The extent of an employer’s obligation to extend leave and excuse absences as a reasonable accommodation under the ADA is perhaps the most vexing ADA issue for employers. In June 2011, the EEOC held a public hearing on leave as a reasonable accommodation, and suggested it might issue guidance on the topic in 2011. When EEOC Commissioners were scheduled to speak at a December 2011 webinar entitled “ADA: Guidance from the EEOC,” guidance-watchers were agog since the timing was right for some hint of when this attendance guidance might be issued, and perhaps even a sneak peak at what it might say.

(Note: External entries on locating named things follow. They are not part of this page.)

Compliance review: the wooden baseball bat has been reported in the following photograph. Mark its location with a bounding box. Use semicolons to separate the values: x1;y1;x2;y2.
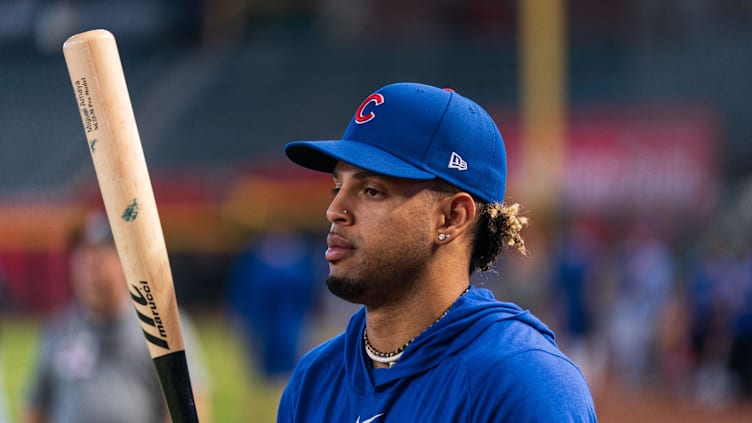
63;29;198;422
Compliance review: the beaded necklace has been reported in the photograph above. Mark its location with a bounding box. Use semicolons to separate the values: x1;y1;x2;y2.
363;286;470;367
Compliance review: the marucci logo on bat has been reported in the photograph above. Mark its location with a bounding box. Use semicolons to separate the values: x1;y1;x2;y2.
130;281;170;350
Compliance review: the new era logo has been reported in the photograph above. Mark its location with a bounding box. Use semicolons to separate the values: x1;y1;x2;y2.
449;151;467;170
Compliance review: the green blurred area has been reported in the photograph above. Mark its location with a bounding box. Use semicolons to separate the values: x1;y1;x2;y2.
0;313;283;422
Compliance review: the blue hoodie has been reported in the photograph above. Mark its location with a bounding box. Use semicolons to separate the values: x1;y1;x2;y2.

Alas, not a single mention of this guidance during the webinar.  The year ended, guidance-less.    

Guidance-watchers waited with great anticipation for the EEOC’s April 25, 2012 meeting. Among the agenda items to be considered was “Enforcement Guidance on Reasonable Accommodation and Undue Hardship under the Americans with Disabilities Act,” a topic broad enough to encompass guidance on attendance issues. Also, for Commission Member Stuart Ishimaru, whose resignation from the Commission is effective April 30, if he were going to have an opportunity to weigh in publicly on the guidance, this was likely his last opportunity. Guidance hopes were dashed the morning of the hearing, when the EEOC’s website noted that this agenda item had been removed. Alas, no guidance, yet again.  In the words of Beckett’s Estragon, “such is life.”

 

Employees not coming to work is something nearly all employers deal with regularly. Employers need guidance on the amount of leave they must grant disabled employees, and need assurance that they can require regular and predictable attendance, regardless of the reason for the absence.

 

It is unclear when, or even if, the EEOC will issue the much-needed and much-awaited guidance. Waiting for the guidance has become like waiting for Beckett’s Godot. Those waiting come to the realization at the end of each day that it is not coming today, it might come tomorrow.